Apparently I should have paid attention in chemistry class. That much is now clear. But how was I to know that all those equations actually make up a very integral and very fundamental part of human life? Come to think of it, I probably could have looked at the syllabus to find that out. But it was several pages long, and I don’t have much patience for science.
As it turns out, being Mother Nature’s Maid tries the small amount of science patience that I actually do possess. Funny how Karma works, isn’t it? (I guess my chakra-balancing hasn’t been as successful as I thought.)
Since I gave up on my homemade shampoo due to the extensive emotional damage I was suffering at the hands of my natural recipes, I have delved into more research. This week’s answer to greasy hair problems: pH.
If you thought (like I did) that pH is something only present in the aqua blue waters of your average backyard pool, then you, my friend, are sorrowfully mistaken. There’s a whole world of pH levels out there spiraling and tipping out of control, just waiting to be balanced. And balance it we will…at least the hair part.
On the pH scale, which runs from 0 – 14, human hair settles on the acidic side somewhere between 4.5 – 5.5, and keeping your locks at that level has become the latest craze in natural hair care. Here’s a great video with a wealth of information about pH balancing and how it can benefit your hair, courtesy of Sanata.
Apparently, the goal of pH balancing is to return your hair to its natural pH levels (pH 4.5 – 5.5). Use a product that is too alkaline (pH 7.1 – 14), and it will open the cuticle and strip your hair of its natural oils; use a product that is too acidic (pH 0 – 6.9), and the cuticle will contract.
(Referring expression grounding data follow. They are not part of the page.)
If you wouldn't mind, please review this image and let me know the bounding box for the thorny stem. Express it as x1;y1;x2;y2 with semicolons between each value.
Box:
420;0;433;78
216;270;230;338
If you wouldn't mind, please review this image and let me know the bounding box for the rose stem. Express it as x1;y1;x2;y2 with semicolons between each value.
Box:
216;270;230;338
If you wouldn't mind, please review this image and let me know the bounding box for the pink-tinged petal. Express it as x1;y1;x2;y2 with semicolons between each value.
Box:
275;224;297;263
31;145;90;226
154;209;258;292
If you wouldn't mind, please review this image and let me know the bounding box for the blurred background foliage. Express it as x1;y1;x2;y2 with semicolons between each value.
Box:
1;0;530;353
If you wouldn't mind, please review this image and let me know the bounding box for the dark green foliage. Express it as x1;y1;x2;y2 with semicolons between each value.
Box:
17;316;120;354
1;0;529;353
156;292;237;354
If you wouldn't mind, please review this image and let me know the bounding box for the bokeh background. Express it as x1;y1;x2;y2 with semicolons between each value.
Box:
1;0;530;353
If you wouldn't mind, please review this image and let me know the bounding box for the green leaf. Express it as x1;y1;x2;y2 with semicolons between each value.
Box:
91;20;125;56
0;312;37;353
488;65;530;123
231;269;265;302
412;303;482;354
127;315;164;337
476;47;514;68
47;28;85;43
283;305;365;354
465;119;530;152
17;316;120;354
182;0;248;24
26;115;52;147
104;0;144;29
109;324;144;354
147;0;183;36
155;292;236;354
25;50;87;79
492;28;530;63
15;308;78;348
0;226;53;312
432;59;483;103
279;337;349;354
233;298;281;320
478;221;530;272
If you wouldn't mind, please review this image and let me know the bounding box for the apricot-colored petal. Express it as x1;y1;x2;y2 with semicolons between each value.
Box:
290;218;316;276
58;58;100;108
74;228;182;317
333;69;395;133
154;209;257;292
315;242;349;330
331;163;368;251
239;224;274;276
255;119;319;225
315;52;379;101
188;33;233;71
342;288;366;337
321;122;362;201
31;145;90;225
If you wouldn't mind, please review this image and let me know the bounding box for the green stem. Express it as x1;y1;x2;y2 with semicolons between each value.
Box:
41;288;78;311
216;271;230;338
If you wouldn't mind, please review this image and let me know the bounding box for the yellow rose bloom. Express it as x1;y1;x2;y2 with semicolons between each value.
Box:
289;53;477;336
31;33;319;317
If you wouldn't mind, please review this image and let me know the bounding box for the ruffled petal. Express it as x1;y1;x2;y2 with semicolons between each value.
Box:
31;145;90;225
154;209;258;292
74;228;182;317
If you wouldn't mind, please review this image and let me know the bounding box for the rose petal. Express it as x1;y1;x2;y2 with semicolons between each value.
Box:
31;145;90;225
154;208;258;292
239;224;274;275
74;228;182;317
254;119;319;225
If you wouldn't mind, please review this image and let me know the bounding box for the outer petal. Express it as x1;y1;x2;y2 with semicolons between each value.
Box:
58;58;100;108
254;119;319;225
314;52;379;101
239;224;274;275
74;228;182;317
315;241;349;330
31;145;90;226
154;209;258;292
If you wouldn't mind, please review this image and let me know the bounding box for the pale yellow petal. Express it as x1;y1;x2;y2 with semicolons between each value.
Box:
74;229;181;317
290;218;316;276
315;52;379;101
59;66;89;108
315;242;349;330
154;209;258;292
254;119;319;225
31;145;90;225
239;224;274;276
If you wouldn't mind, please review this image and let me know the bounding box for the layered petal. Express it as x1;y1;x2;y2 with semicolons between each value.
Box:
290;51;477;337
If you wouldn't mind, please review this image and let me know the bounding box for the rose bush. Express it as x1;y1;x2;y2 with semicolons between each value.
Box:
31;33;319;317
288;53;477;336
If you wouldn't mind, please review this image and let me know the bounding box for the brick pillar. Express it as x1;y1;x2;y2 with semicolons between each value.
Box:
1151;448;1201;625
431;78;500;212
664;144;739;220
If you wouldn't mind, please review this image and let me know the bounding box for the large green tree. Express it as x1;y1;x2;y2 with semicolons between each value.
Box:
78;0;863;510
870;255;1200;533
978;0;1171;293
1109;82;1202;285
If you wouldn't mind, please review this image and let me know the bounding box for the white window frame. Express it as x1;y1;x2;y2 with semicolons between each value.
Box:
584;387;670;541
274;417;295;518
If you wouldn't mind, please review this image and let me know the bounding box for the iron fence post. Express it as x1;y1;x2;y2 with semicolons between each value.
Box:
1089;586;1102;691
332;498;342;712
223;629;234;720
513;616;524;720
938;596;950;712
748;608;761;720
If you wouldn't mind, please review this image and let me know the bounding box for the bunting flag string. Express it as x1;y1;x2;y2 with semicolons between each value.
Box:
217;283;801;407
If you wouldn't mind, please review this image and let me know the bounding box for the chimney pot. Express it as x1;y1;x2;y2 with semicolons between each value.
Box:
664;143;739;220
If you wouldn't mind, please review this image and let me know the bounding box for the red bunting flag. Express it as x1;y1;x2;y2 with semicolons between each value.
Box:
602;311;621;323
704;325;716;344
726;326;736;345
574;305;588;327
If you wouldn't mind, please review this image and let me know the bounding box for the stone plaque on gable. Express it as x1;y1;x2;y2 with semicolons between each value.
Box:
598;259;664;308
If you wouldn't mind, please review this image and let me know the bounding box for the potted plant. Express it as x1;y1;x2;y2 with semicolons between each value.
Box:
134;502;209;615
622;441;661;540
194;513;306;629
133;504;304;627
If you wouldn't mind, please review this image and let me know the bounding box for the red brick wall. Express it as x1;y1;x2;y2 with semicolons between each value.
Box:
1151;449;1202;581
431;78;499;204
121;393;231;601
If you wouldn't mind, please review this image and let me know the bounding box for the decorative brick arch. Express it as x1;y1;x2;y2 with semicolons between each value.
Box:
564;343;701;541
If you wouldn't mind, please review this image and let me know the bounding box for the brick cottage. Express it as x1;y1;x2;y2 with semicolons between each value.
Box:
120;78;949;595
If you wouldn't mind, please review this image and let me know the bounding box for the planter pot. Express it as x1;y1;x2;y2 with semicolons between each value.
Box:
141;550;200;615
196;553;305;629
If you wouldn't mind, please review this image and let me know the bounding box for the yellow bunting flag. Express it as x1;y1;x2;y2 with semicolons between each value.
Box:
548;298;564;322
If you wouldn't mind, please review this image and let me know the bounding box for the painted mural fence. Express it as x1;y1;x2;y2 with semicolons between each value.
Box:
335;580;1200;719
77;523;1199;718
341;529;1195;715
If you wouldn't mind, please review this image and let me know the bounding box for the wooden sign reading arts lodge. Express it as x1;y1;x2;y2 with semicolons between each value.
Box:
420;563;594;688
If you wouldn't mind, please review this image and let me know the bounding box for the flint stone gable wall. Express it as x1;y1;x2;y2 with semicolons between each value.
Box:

Because hair naturally falls in the acidic range, it seems safer to air on the more acidic side than the more alkaline side.
Some hair gurus suggest that soap cleans so well because it is alkaline and lifts the hair cuticle to remove build-up, and then pH balancing can come afterward. Thus, your shampoo doesn’t make a difference, as long as you use a pH balancing rinse or leave-in conditioner to return your hair to its natural pH level.
So what am I taking away from all of this? Aloe vera.
Aloe vera has a pH of 4 – 4.5, and is highly recommended for hair rinses and shampoos as a balancer. After doing some research, I found a few shampoo recipes that seemed promising. I added my own twist, and boom – I’m back in the game.
Here’s my new recipe:
- 1/4 C Aloe Vera Gel
- 1/8 C Dr. Bronner’s liquid Castile Soap
- 10 drops jojoba oil
- 2 drops tea tree oil
Here’s the twist – this time, I’m slowly mixing my homemade shampoo into a 3oz container of my Herbal Essences. Each time I wash my hair, I top off the Herbal Essences bottle with my Aloe mix. I’m hoping to come away with a pH-balancing shampoo that may or may not need to be followed by a pH-balancing rinse. But one thing at a time – science requires patience! Hopefully this gradual shift will create a smooth transition.
Honestly though, did you really think I could give up on shampoo for good?